On Tuesday, lawmakers in the Tar Heel State approved a comprehensive package of gun laws, including measures that expand concealed carry rights for law-abiding gun owners and measures that increase penalties for criminals who use firearms in the commission of a crime.
House Bill 937 was approved by the Senate by a vote of 32-14 and cleared the House by a vote of 73-41, ending months of heated debate over the bill’s various measures.
Of the more controversial aspects of HB 937 was a measure that would have completely removed the handgun purchase permit law, which requires citizens to undergo a background check and obtain permission from a local sheriff before being allowed to buy a handgun.
Instead of outright repealing this handgun purchase requirement, lawmakers compromised on a measure that would streamline the process, giving sheriffs less discretion in issuing permits while also requiring them to keep a record and provide an explanation on why they declined to issue a purchase permit.
Moreover, sheriffs are no longer allowed to limit the number of purchase permits an individual can apply for like they could in the past.
“There’s really no uniformity of practices now,” Rep. Jacqueline Schaffer (R-Mecklenburg) told the Associated Press. “You can have difference in outcomes in Wake County versus Mecklenburg.”
Additionally, this aspect of the bill protects the privacy of individuals who have applied for purchase permits; moving forward, the info will no longer be made available to the public.
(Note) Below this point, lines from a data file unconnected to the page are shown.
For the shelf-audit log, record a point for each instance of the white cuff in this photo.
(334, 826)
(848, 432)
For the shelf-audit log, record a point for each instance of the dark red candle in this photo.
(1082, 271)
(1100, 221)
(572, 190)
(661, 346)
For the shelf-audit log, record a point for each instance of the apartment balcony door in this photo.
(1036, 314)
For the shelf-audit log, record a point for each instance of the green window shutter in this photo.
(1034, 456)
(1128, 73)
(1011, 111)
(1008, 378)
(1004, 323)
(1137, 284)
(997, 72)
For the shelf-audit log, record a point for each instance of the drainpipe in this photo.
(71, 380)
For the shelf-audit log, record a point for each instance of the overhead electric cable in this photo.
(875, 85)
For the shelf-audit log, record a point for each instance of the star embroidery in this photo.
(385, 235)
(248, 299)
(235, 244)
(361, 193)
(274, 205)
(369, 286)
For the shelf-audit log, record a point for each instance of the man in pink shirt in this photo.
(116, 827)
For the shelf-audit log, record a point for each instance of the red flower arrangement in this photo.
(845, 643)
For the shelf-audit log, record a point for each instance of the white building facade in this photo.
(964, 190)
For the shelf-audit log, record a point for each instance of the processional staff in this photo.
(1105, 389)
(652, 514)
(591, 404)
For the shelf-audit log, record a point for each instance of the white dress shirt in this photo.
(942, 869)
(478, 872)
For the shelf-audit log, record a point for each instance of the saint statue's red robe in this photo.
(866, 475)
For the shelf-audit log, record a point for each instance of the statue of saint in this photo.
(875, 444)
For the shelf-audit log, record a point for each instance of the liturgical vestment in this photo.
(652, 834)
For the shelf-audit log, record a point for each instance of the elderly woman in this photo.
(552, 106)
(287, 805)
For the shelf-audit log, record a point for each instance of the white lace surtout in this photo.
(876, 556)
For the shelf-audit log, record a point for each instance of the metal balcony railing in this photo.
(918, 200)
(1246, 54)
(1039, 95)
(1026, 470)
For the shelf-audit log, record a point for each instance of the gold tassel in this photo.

There is a revocation clause that was added as well, which allows law enforcement to rescind one’s permit if he/she commits a crime. Lastly, the bill improves the reporting process of individuals who are felons, adjudicated mentally defective, or otherwise prohibited from purchasing a firearm to the FBI’s National Instant Criminal Background Check System.
Beyond purchase permits, the bill does a number of things to expand gun rights for responsible citizens, in particular where concealed carry permit holders can carry their firearms. Here is an overview, courtesy of the NRA-ILA:
-Allows Concealed Handgun Permit (CHP) holders to lawfully carry their personal protection firearm into a restaurant that serves alcohol.
-Removes the prohibition on CHP holders from carrying into a place where tickets are sold for admission.
-Fixes the problem of anti-gun localities overstepping their authority regarding restricting CHP holders from carrying firearms into locally controlled parks.
-Allows CHP holders to transport their personal protection handguns in their motor vehicle while on all school property, as well as allow them to store those handguns in their locked vehicles while parked on school property.
-Ensures the privacy of CHP holders by allowing access to the database of permittees only for law enforcement purposes.
-Removes the prohibition on CHP holders carrying their personal protection firearms during a parade or funeral.
-Brings North Carolina in compliance with the standards set forth in the federal NICS Improvement Amendments Act (NIAA) of 2007—a critical mental health reform.
-Removes the prohibition on using firearms with sound suppressing devices while otherwise lawfully hunting game.
-HB 937 is the most comprehensive pro-gun reform bill passed in North Carolina since 1995, when the original Right-to-Carry law was enacted.
The consensus is that HB 937 is pro-gun, which caused a kerfuffle amongst those who support tougher restrictions on one’s right to keep and bear arms.
“This is a bill that is in fact not balanced. It does not represent the kinds of concerns that gun safety groups have,” Rep. Paul Luebke told the AP. “Those perspectives were perhaps listened to, but they’re not included in the bill.”
But pro-gun lawmakers were quick to point out that concealed carry permit holders are not a threat to society.
“Responsible people are generally the ones who have concealed carry,” said Rep. John Faircloth. “They don’t want to get in trouble. They don’t want to ruin what they know was a good constitutional right.”
HB 937 will now head to the desk of Gov. Pat McCrory for his signature or veto. Presumably, the Republican governor will give the bill his approval.